Blog post Technical, Tridion

Modifying SI4T to work with ALL new versions of Elasticsearch

Background Context:

Recently, we had a request from the client (Malvern Panalytical) to modify SI4T extension to be able to use their own Elasticsearch cloud instances with it.

For those rare of you, who aren't familiar, Malvern Panalytical (https://www.malvernpanalytical.com/) is a Spectris plc company. Their team is focused on the future regarding the technology they produce and the technologies they use, even striving to incorporate the best and latest trends in web development into their website. Learn more about Malvern Panalytical.

This brings me to the topic of implementing Elastic Cloud with Tridion (via SI4T).


When Elastic cloud was picked as a go-to search engine to power the website, the question that was asked and discussed was not simply "which search engine would power the website?" but "what should search experience look like in the next few years?" How would adopting Elasticsearch fit within the Tridion ecosystem and, even more importantly, in the company throughout?
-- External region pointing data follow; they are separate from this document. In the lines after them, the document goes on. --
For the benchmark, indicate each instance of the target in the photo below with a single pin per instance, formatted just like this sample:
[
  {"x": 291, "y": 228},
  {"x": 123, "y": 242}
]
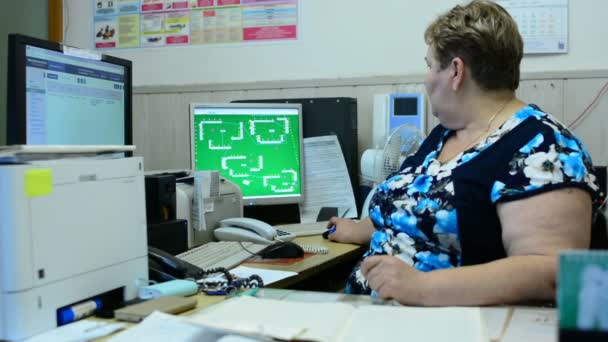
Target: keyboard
[
  {"x": 227, "y": 254},
  {"x": 304, "y": 229}
]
Can it be easily deployed, upgraded, monitored, or scaled up to meet current and future business needs?


The answer to these and a bunch of other excellent questions came in the form of cloud offerings as solutions, as opposed to the instances that come with Tridion installation, due to the following reasons:

  • Cloud offerings provide benefits like easier deployment and management of instances, tracing tools, etc., pretty much everything that a given cloud offering has in its portfolio.
  • It offers the newest instances of Elasticsearch from 7.17.4 onwards (up to 8.3.2 at the moment of writing this article), which is much newer than what Tridion has to offer (6.x).
  • The client plans to implement Elasticsearch broadly across the company, not just for Tridion, so it makes sense to go with a federated cloud offering.

In the end, they didn't want to settle with the single, on-prem instance of Elasticsearch that Tridion offers out-of-the-box, where version compatibility must be maintained as only what is supported by Tridion. They wanted to go beyond that. They wanted to integrate any version of Elasticsearch. They wanted to be able to upgrade the Elasticsearch instance in the cloud with a click (ok, maybe a few clicks) while publishing through Tridion continues functioning without even a hiccup.
And they got that!

Solution Overview:

Using SI4T, our main challenge to accomplish this was to update the SI4T deployer storage extension to work with the latest versions of Elasticsearch in the cloud (7.17.4 up to 8.3.2). During the process, we encountered a lot of constraints that guided us during the implementation process, and we will walk through each of them to share our lessons learned.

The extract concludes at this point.